I didn’t admit this to many, but I didn’t enjoy the works of our national pride as much as many. The melodrama and histrionics. The overwrought plots. There were moments of inspiration, an understanding of important truths in Shakespeare’s plays, but all too often it felt as though I was watching or reading overly emotional children behaving badly, and that never held my interest.

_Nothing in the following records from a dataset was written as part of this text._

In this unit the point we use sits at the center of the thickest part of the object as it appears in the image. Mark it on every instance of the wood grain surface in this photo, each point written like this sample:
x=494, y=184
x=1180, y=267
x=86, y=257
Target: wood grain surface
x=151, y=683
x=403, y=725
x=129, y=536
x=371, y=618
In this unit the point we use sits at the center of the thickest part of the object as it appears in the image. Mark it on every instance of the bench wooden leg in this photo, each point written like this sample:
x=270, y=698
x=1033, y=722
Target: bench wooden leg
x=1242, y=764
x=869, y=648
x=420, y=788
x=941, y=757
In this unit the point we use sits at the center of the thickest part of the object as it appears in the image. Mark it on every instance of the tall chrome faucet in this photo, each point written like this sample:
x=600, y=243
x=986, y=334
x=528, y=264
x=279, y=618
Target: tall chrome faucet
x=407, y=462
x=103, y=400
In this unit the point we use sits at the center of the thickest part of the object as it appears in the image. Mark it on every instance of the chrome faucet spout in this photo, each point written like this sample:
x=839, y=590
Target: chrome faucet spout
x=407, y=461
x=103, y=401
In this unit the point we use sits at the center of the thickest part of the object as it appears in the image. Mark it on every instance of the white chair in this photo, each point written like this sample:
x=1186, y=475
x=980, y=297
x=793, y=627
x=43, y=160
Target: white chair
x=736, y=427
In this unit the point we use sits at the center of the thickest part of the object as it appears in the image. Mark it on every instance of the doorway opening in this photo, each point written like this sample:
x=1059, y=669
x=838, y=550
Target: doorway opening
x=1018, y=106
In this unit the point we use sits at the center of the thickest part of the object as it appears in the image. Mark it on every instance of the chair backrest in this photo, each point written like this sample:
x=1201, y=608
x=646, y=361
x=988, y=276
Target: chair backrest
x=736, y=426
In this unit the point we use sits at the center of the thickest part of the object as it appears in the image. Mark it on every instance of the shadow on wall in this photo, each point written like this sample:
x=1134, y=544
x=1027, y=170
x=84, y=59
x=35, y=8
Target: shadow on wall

But perhaps we were destined to always remain emotional children and behave badly. Perhaps Shakespeare had understood human nature on a deeper level than me.
“And the letter you received a few nights past?” I asked. “The one that had you marching out of the sitting room in anger?”
He slouched deeper into his chair, seeming almost to become one with it. “That was from my wife’s father. He has refused to repay my loan at this time.”
“I see.” I stared at him over the top of my walking stick. “Why did you accept Perrin’s invitation to this party? You’d lost money because of him a second time. Being in his presence couldn’t have been a pleasure.” Unless he’d come for a purpose. His plans for financial revenge having failed, had Havenstone decided to enact the ultimate vengeance?
“My wife saw the invitation,” he said. “She wanted to come.”